In a telling statement featured in a recent article from the San Antonio Express News' Tom Osborn, San Antonio Spurs head coach Gregg Popovich candidly explains the current state of the team:
"It’s a wonderful group of young guys... To be a championship program, you have to have a couple of superstars on your team. We have all known that for a long time. That doesn’t exist right now. And that’s not a knock on these players. It’s just a fact. And to avoid that fact seems kind of senseless to me."Gregg Popovich
Popovich goes on to say that the team is composed of "a bunch of guys who can all be part of a championship team if the other pieces arrive at some point."
If on the first read you find this statement a bit jarring, I can't blame you. After all, it's understandably disheartening to hear that your favorite basketball team doesn't have any superstars, particularly when it's the team's head coach addressing saying it. Even with some chatter suggesting that Josh Primo could turn into a franchise player at some point in the future, very little is certain with this Spurs team. With that in mind though, like most other statments that come from the basketball mind of Gregg Popovich, it wouldn't be wise to take accept words at face value.

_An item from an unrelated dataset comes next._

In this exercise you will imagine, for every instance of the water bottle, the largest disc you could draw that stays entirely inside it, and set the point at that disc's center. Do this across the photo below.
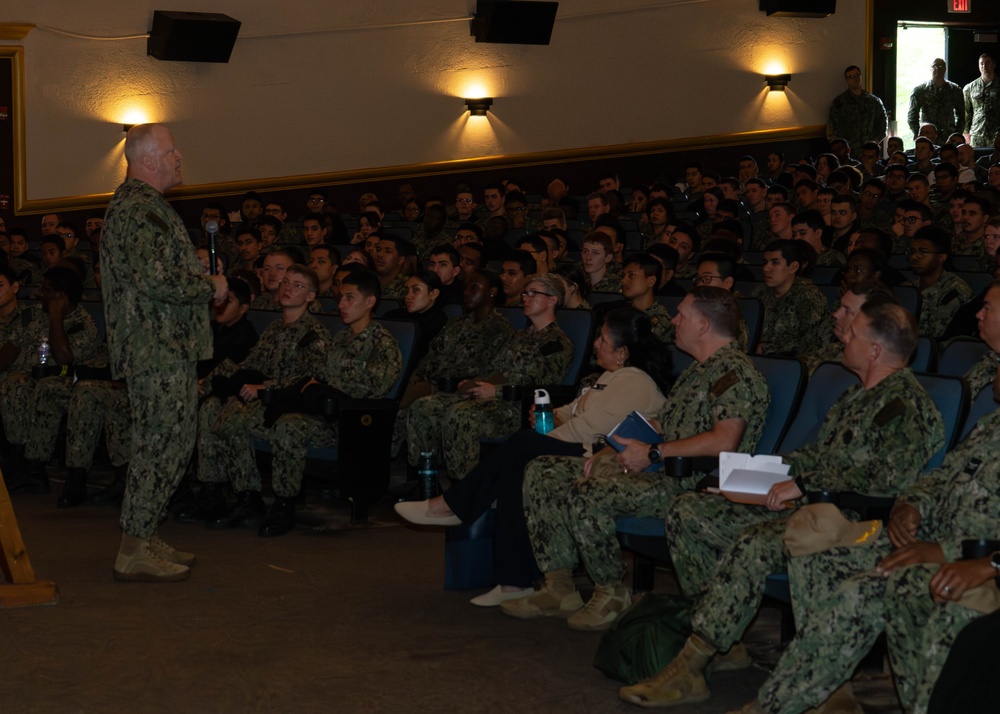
(427, 474)
(544, 422)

The Spurs may lack a superstar (and that's okay)
Many will see Popovich essentially calling the Spurs rookies complementary players as a bad thing, especially considering the team is now neck-deep in a rebuild, and some may even take it to mean that the Spurs don't think they'll develop into star-quality players. But when Popovich says they could be a part of a championship team if and when the other pieces arrive, I take that to mean that after a few years of developing, the Spurs could have some special players on their hands. As Popovich says, calling these players "supporting cast" isn't a knock on them.
Looking at the most recent championship-winning Golden State Warriors, for example, if Stephen Curry is the team's superstar and #1 option, that would make players like Klay Thompson and Draymond Green the team's longest-tenured supporting cast members. The most successful teams built through the draft, like this one, tend to draft players whose peaks coincide with one another. Curry, Thompson, and Green were drafted in 2009, 2011, and 2012 at ages 21, 22, and 22, respectively, and each began their peak around age 24-25. Curry was the highest of those picks at 7th overall.

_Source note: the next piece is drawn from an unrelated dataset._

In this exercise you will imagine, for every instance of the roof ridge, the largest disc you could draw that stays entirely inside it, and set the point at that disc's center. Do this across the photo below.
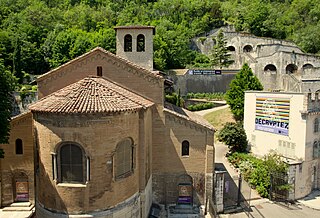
(91, 95)
(125, 88)
(99, 49)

If you define a championship team's "supporting cast" as players like Thompson and Green, then Coach Popovich saying so early on that this year's rookies could be championship pieces is quite encouraging. The Spurs, in comparison, selected the youngest player in the draft in 2021 in Josh Primo and followed that up this year by selecting three 19-year-olds in the 1st round of the draft. Contrary to the Warriors, however, the Spurs are poised to land their highest 1st round pick since Tim Duncan in the 2023 NBA Draft, meaning the Spurs could have a chance to land their "Steph Curry" having already selected one or more of the necessary complementary pieces with more to come.
But even if Jeremy Sochan, Malaki Branham, and/or Blake Wesley don't quite pan out like the Spurs believe they can, the team owns all of their 1st round picks through 2030, two 1st round pick swaps (in 2026 and 2028), two unprotected 1st round picks (in 2025 and 2027), and as many as two protected 1st round picks (in 2023 and 2025) if they convey. This will give the Spurs tons of options moving forward both in the draft and the trade market.